Can American Intelligence Leverage the Data-Mining Revolution?

Will the United States be left behind?

On Friday, the Chief Analytic Methodologist for the Defense Intelligence Agency Josh Kerbel said, in no uncertain terms, that the U.S. intelligence community (IC) needs to make changes to keep up with its changing environment. Its historical fascination with collecting secrets is dangerously outmoded, he claims, given the overwhelming availability of unguarded information on the internet. He is absolutely correct. With that said, the abundance of unclassified, useful data hardly simplifies the task set before the intelligence community; the fact of the matter is that such data is too abundant for the IC’s current capabilities. To address this problem, data mining has become a much-discussed keystone of the future intelligence system, and the current administration is certainly working to capitalize on cross-sector research in data mining.

Part of the rush of interest in data mining stems from changes in the state of the art that vastly increase the technology’s potential. In previous years, data-mining tools analyzed massive data sets looking for connections, especially connections that tie together social networks like terrorist organizations. This style of data analytics underpins widely used national-security data-management programs like Palantir and the army’s Distributed Common Ground System, and will no doubt remain a critical tool for national security.

Nonetheless, change is coming; government officials have clearly signaled a movement towards “non-predicated, or pattern-based, searches – using data to find patterns that reveal new insights.” While current tools have the capacity to connect a user’s query with points of information pulled from otherwise uselessly large and complex data sets, future tools will be able to generate genuinely novel intelligence based on patterns in massive data sets uncovered by computerized statistical modeling.

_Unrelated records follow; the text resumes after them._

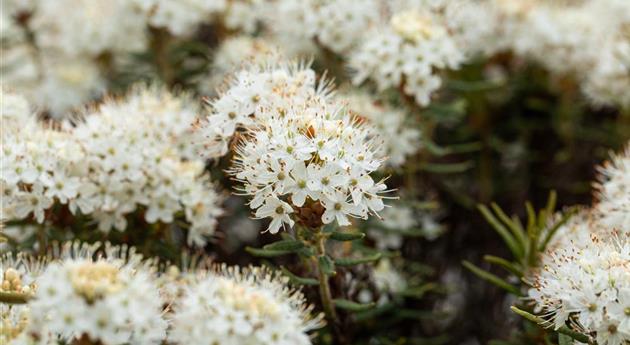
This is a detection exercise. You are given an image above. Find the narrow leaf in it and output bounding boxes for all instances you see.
[335,253,383,266]
[330,231,365,241]
[245,247,293,258]
[399,283,439,299]
[263,239,304,252]
[477,205,523,259]
[462,261,523,296]
[558,333,573,345]
[510,306,593,344]
[317,255,337,276]
[483,255,523,278]
[0,291,29,304]
[490,202,527,248]
[333,299,376,312]
[281,267,319,285]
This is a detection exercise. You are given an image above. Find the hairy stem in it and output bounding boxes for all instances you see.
[317,232,337,323]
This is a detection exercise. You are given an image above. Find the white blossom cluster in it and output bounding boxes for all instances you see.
[595,145,630,233]
[367,202,444,249]
[0,87,221,245]
[168,266,322,345]
[529,144,630,345]
[530,223,630,345]
[202,62,387,233]
[0,242,323,345]
[0,0,261,117]
[350,4,464,106]
[0,253,51,344]
[27,246,167,344]
[268,0,380,53]
[342,92,422,168]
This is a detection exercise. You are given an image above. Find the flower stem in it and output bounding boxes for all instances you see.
[315,231,337,324]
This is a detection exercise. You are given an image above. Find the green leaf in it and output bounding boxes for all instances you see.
[317,255,337,276]
[420,161,474,174]
[483,255,523,278]
[490,202,527,248]
[558,333,573,345]
[245,247,293,258]
[333,299,376,312]
[335,253,383,266]
[462,261,523,296]
[510,306,594,344]
[281,267,319,285]
[330,231,365,241]
[398,283,439,299]
[0,291,30,304]
[477,205,523,260]
[538,208,577,252]
[263,239,304,252]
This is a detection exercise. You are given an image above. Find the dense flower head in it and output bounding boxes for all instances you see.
[0,39,105,117]
[529,144,630,345]
[269,0,380,53]
[342,92,422,167]
[27,244,167,344]
[169,266,322,345]
[529,223,630,345]
[203,61,386,233]
[350,4,464,106]
[0,253,50,344]
[1,87,221,244]
[30,0,146,56]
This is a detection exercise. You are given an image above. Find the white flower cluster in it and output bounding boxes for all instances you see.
[0,87,221,245]
[343,92,422,168]
[202,66,386,233]
[0,242,167,345]
[529,144,630,345]
[530,223,630,345]
[28,0,146,57]
[350,6,464,106]
[169,266,322,345]
[28,247,167,345]
[367,203,444,249]
[0,254,50,344]
[0,0,261,117]
[268,0,380,53]
[595,144,630,233]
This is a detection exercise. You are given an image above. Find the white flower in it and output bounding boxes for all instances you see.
[256,197,295,234]
[136,0,226,36]
[344,92,422,167]
[350,6,464,106]
[529,210,630,345]
[30,0,146,56]
[0,87,221,245]
[595,144,630,233]
[28,244,167,344]
[200,61,387,232]
[0,253,53,344]
[169,266,322,345]
[269,0,380,53]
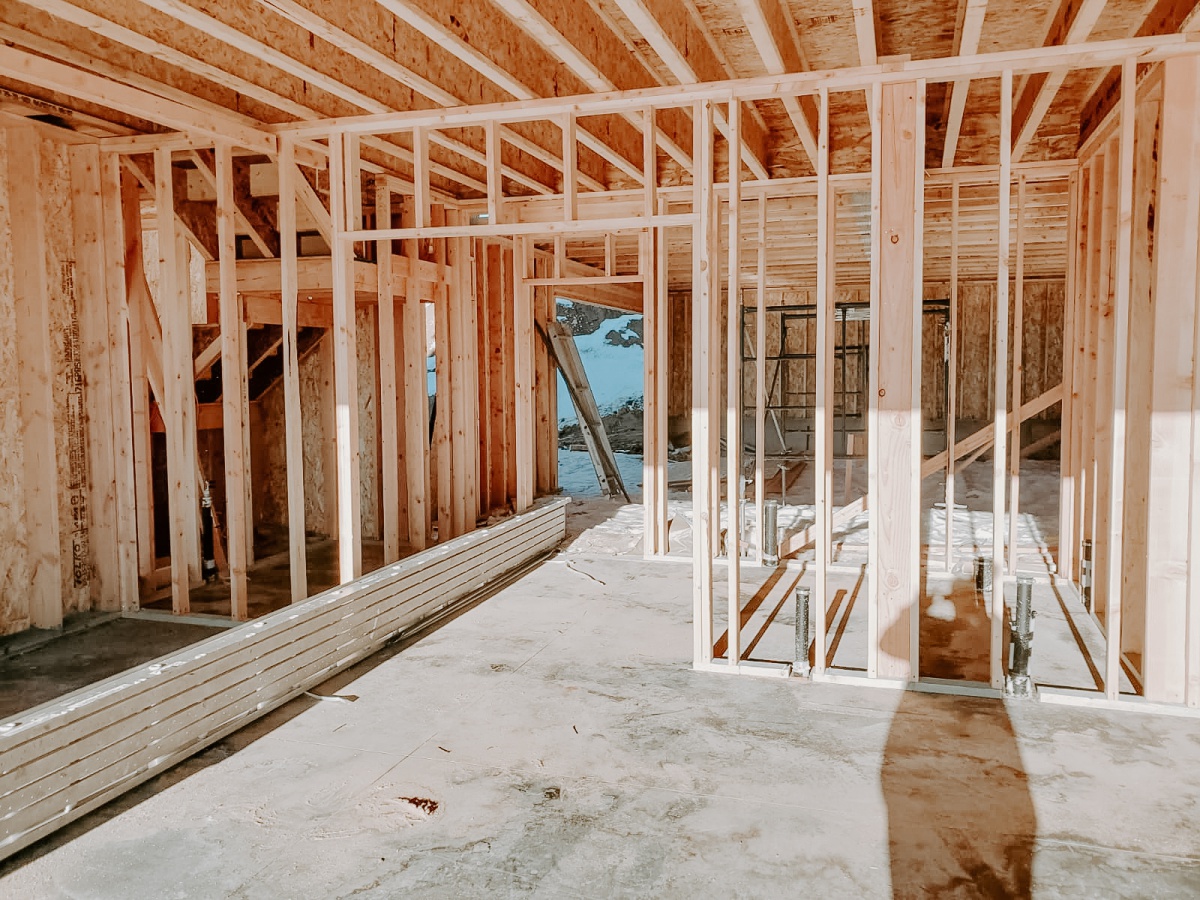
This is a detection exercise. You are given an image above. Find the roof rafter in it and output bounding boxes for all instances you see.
[372,0,642,181]
[614,0,769,178]
[250,0,578,193]
[492,0,691,168]
[19,0,496,193]
[1079,0,1200,146]
[0,40,276,152]
[737,0,817,166]
[144,0,561,192]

While this unfolding style of data mining is in its formative stages, it behooves technologists and policy planners alike to keep in mind that the development and deployment of powerful data-mining technologies in national security particularly causes a number of rather unique problems:

1.   The Black Box Problem

Intelligence analysts need to know and report precisely how they arrived at a conclusion; unfortunately, data-mining solutions often lend themselves to a black box-style calculation. That is to say, the user adds data to a program, and the computer spits out a response. All the machine learning, pattern identification, statistical modeling, and extrapolation needed to generate a conclusion passes unobserved. This degree of opacity in a system may work in some sectors where the conclusions are experimental, not intended to be actionable, or where many different programs are run in parallel to verify conclusions by consensus, but opacity is tricky in intelligence. That is not to say that the intelligence community cannot run multiple competing programs or use data mining for nonactionable conclusions. But, by and large, explicitly knowing the source of and rationale for a conclusion is critical for the creation of an intelligence product.

There are both technical and systematic means for addressing this problem. Technologically, a data-mining tool could be designed to generate an audit trail as it executes its program. If the program itself can provide an accounting of its data, statistical model, and conclusions that is comprehensible to the analysts and subject-matter experts using the program (as opposed to the programmers that created it), that would give the user a window into the black box that would allow them to monitor its conclusions.

Systematically, a program could be designed to keep the human in the loop, involving the intelligence analyst in the execution of the program itself. By remaining engaged with the tool, for example, by confirming the model or selecting the data for use, the user has some insight into how the program functions (although it does greatly increase the odds of the user unconsciously biasing the outcome). The black box problem is not insurmountable, but the IC would do well to keep it at the forefront as the technology develops.

2. Anonymizing and Encrypting Data

In order to build a strong statistical model, a data-mining program obviously needs a large dataset. These datasets often describe individuals and their personal information, and that information must be safeguarded. Anonymizing and encrypting the data are two favored methods of doing so. For example, if a healthcare professional was doing research on a dataset that listed tens of thousands of patients and information on their health and lifestyle, the researcher might sanitize the dataset by removing identifying information like social security numbers, names, and zip codes. They then might encrypt their database and calculations to prevent outsiders from gaining access to their data.